DERBY LINE – The Village of Derby Line is getting new sidewalks. Voters at the annual village meeting Tuesday gave a unanimous yes for village officials to move forward on the project.
The sidewalks are crumbling in many places in the village and near the Haskell Library; walkers are forced to cross the street in one area. But that's about to change.
The village is expecting a $300,000 grant from the Vermont Department of Transportation for the project; the village must contribute 20 percent or $60,000. Half of that amount, or $30,000, can be in the form of in-kind services.
Trustee Buzzy Roy has worked on the project for more than a year.
New concrete is planned for sidewalks beginning on Main Street, in front of Community bank, up Caswell Avenue, and parts of Highland Avenue. The area across from the Haskell Opera House and Library will include a new design to accommodate both pedestrians and a driveway.

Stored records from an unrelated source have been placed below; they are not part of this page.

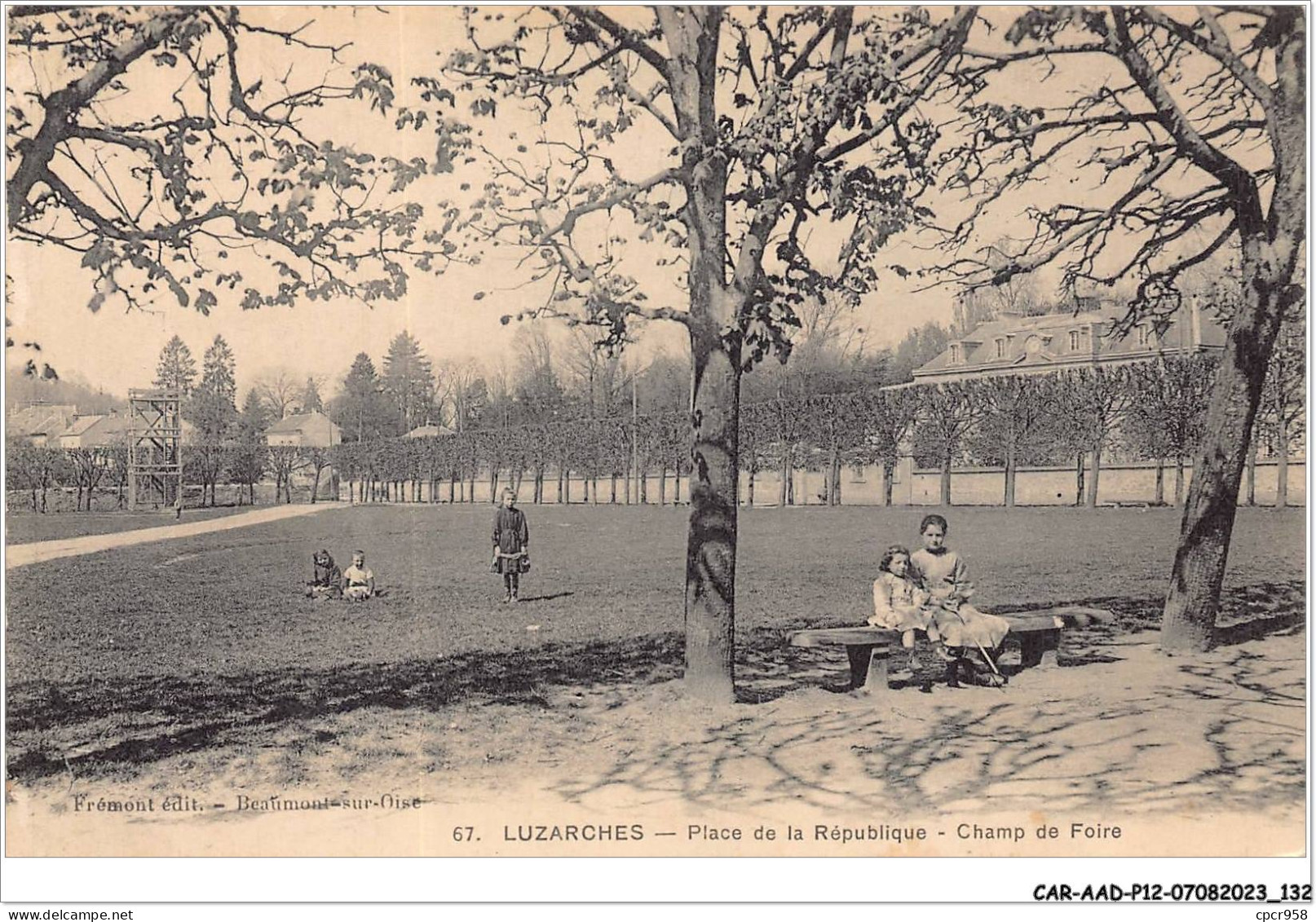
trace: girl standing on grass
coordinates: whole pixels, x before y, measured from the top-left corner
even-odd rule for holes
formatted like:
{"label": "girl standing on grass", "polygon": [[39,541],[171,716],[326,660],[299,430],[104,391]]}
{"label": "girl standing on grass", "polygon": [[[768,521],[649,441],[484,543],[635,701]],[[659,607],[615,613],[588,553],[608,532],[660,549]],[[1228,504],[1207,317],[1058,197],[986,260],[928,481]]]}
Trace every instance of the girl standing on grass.
{"label": "girl standing on grass", "polygon": [[909,651],[909,664],[898,669],[892,679],[909,679],[919,669],[919,659],[913,651],[913,633],[926,631],[928,639],[933,643],[941,641],[941,634],[932,613],[924,608],[928,604],[928,593],[909,579],[909,550],[892,545],[882,555],[879,568],[882,572],[873,583],[873,617],[869,618],[869,623],[874,627],[901,631],[900,646]]}
{"label": "girl standing on grass", "polygon": [[503,573],[507,592],[504,602],[517,601],[521,573],[530,568],[530,526],[525,513],[516,508],[516,493],[503,491],[503,505],[494,516],[494,563],[491,570]]}
{"label": "girl standing on grass", "polygon": [[[909,556],[911,576],[930,596],[933,618],[946,646],[951,647],[954,659],[950,662],[949,679],[958,685],[962,667],[973,668],[969,656],[971,651],[994,650],[999,647],[1009,631],[1009,622],[995,614],[979,612],[967,602],[974,594],[974,584],[969,580],[969,568],[963,559],[946,547],[946,520],[941,516],[925,516],[919,526],[923,547]],[[998,684],[999,675],[988,676],[991,684]]]}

Beach Street sidewalks will also be improved. On a separate article, voters were asked to spend up to $4,000 to extend the street’s sidewalks. Voters gave unanimous approval.

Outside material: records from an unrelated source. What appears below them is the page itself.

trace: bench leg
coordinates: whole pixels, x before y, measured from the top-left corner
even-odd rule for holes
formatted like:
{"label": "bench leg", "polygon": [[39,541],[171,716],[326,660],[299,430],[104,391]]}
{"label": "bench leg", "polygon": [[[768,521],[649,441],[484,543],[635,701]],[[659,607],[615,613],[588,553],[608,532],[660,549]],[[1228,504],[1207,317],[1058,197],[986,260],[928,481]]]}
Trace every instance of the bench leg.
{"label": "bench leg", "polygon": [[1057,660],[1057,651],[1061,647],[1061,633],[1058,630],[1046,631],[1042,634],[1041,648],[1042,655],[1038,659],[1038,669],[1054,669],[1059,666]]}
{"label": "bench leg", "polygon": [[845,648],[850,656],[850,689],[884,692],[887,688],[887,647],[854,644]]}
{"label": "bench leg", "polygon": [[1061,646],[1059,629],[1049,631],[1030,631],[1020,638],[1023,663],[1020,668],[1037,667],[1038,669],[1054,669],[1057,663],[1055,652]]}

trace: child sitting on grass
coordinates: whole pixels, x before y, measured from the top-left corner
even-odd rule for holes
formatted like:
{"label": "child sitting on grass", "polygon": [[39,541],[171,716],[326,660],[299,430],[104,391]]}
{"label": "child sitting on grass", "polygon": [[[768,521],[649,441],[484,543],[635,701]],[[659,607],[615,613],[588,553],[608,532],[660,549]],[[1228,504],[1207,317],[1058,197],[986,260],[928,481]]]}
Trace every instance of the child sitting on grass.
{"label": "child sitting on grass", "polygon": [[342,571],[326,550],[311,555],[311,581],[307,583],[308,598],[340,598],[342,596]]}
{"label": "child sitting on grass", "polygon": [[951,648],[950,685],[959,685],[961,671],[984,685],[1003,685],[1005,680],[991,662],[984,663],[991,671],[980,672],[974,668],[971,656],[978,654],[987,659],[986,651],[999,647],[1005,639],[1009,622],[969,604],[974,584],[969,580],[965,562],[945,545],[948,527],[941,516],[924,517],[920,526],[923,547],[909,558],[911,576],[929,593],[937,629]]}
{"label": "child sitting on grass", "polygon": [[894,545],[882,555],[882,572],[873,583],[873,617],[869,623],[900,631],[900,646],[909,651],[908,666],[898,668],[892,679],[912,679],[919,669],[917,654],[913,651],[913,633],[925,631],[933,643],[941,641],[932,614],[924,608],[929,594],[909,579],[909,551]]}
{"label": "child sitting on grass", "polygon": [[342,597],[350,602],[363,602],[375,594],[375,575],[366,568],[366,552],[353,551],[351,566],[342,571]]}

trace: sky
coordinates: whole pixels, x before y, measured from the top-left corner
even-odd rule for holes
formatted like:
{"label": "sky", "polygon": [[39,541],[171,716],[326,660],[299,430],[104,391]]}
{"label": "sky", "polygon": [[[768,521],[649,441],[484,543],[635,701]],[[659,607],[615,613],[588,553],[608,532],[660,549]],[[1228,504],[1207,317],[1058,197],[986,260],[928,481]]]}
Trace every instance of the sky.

Some of Derby Line’s water and sewer pipes are more than 100 years old. In some places, water and sewer pipes are on top on each other and cross where they should not. The water contains rust and dirt that some residents see when they first turn on the water.
Trustee Perry Hunt said the water is flushed as recommended and tested regularly. He insists the water is not a health danger. Hunt said there are more and more problems with the pipes. Three line breaks occurred during the winter and repairs are a disaster with the way the pipes are laid out, he explained.
Voters were asked to approve a sum of money for a study to replace the potable water system. Hunt estimated that a study could cost $100,000 and the final project with new infrastructure could cost between $3-5 million.
According to the trustees, they couldn't find any grants to fund the project. Both trustees and residents were concerned about the cost.
The article was amended to direct the trustees to continue to monitor the situation and explore options, including looking for grants. If the village went at it alone, it would be a significant burden on rate payers, trustees said.
Beadle also said that sewer system problems indicate people are throwing baby wipes and sometimes rags in the system. He urged people to not flush these items.